Le metteur en scène Robert Carsen qui a signé et signe encore des dizaines de productions lyriques, compte plusieurs spectacles d’anthologie à son actif. On citera en particulier Le Songe d’une nuit d’été de Benjamin Britten, dont chaque reprise est un ravissement pour les néophytes et une merveilleuse confirmation pour les autres…

Sans atteindre la pure poésie du Songe, la vision « carsénienne » des Contes d’Hoffmann de Jacques Offenbach (présentée pour la premières fois à la Bastille en 2000) impose toujours sa parfaite cohérence – chacun des actes se déroule dans un lieu différent d’un théâtre, de la salle à la fosse d’orchestre, en passant bien entendu par la scène – et son imparable vivacité.

Décors et éclairages portent la griffe élégante et brillante du metteur en scène canadien qui offre au public une grisante traversée du miroir. Sans les dévoiler trop avant, on dira que certains « effets spéciaux » conservent leur efficacité intacte, qu’il s’agisse de suggérer le balancement enivrant de la lagune vénitienne où de dédoubler jusqu’au vertige la présence des instrumentistes de l’orchestre…

À noter que le « vrai » orchestre de l’Opéra de Paris joue à merveille – on se délecte de tous les solos – sous la direction très dramatique de Philippe Jordan. Si le chef ne parvient pas toujours à contrôler quelques décalages avec la scène (les chœurs notamment), il s’investit pleinement dans cette partition fantasque, oscillant de la farce à la douleur et de l’intime au fastueux.

Antonia, fragile et forte comme un roseau…

Même si le jeu d’acteurs ne met pas tous les protagonistes à leur avantage, notamment le ténor Ramon Vargas qui reprend plutôt vaillamment le rôle-titre en lieu et place de Jonas Kaufmann souffrant, la veine comique de l’œuvre explose quand le malheureux Hoffmann s’éprend de la poupée Olympia, dont l’emballement nymphomaniaque provoque l’hilarité de maints spectateurs. Tandis que l’ombre du tragique plane sur les malheurs d’Antonia, cœur aimant et voix d’or, que la mort fauchera si elle ne renonce pas à son art…

C’est la soprano albanaise Ermonela Jaho qui incarne la cantatrice maudite et, une fois encore, le public lyrique fond littéralement pour cette artiste hypersensible qui, en un regard, un mouvement de bras et un soupir, fait exister son personnage avec une incroyable intensité.

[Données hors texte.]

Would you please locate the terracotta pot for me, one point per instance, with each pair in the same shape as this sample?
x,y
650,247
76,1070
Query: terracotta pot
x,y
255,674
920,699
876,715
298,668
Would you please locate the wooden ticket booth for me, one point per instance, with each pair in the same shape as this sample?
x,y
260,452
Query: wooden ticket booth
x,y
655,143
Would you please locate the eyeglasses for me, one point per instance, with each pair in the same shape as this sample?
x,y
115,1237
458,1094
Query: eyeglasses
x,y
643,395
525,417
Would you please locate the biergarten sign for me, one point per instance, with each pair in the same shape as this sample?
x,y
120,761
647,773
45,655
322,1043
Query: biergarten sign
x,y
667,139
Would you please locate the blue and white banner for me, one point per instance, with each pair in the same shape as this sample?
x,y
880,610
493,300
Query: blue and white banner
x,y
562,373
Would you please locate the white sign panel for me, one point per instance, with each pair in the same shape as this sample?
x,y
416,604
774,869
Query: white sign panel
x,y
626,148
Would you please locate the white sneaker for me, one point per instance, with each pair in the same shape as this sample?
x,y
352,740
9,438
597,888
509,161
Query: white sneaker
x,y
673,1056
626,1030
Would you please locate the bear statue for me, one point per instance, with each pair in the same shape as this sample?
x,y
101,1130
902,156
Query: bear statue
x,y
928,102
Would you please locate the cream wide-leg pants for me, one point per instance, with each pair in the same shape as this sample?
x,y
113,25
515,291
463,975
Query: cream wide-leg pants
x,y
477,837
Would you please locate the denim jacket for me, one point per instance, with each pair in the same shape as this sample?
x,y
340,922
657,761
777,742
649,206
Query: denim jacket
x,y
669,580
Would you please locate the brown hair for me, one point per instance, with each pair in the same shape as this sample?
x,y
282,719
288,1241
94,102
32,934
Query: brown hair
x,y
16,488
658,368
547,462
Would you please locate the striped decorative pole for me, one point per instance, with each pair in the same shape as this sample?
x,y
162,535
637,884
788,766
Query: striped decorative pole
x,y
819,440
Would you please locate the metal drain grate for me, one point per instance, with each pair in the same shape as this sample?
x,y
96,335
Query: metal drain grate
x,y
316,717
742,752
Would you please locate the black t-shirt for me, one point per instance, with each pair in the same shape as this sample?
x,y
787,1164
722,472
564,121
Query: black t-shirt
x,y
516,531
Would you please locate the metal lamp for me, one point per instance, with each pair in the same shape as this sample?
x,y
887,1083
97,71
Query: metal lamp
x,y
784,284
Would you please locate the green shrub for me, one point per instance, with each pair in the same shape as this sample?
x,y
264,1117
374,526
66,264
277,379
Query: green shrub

Ermonela Jaho possède les qualités que l’on aime et les fragilités que l’on adore : des aigus radieux déchirant le très léger voile de son timbre singulier, un engagement sans limites, un sens des nuances qui colore et infléchit en permanence sa ligne vocale, souple comme le roseau de la fable…

La soprano ne s’en cache pas : pour elle, vivre et chanter ne font qu’un. Elle donne tout sur scène, cherche (et parvient) à toucher chaque auditeur au plus intime de ses sensations et de ses sentiments. Cette foi absolue dans le pouvoir de la musique est ici démultipliée puisque Antonia est elle-même une musicienne qui ne peut renoncer à sa passion. Même par amour, même au seuil du la mort.

Jusqu’au 27 novembre. Rens. 08.92.89.90.90 et operadeparis.fr

Retransmission dans les cinémas du réseau « Viva l’Opéra » le 15 novembre puis disponible sur la plateforme Culturebox à partir du 16 novembre.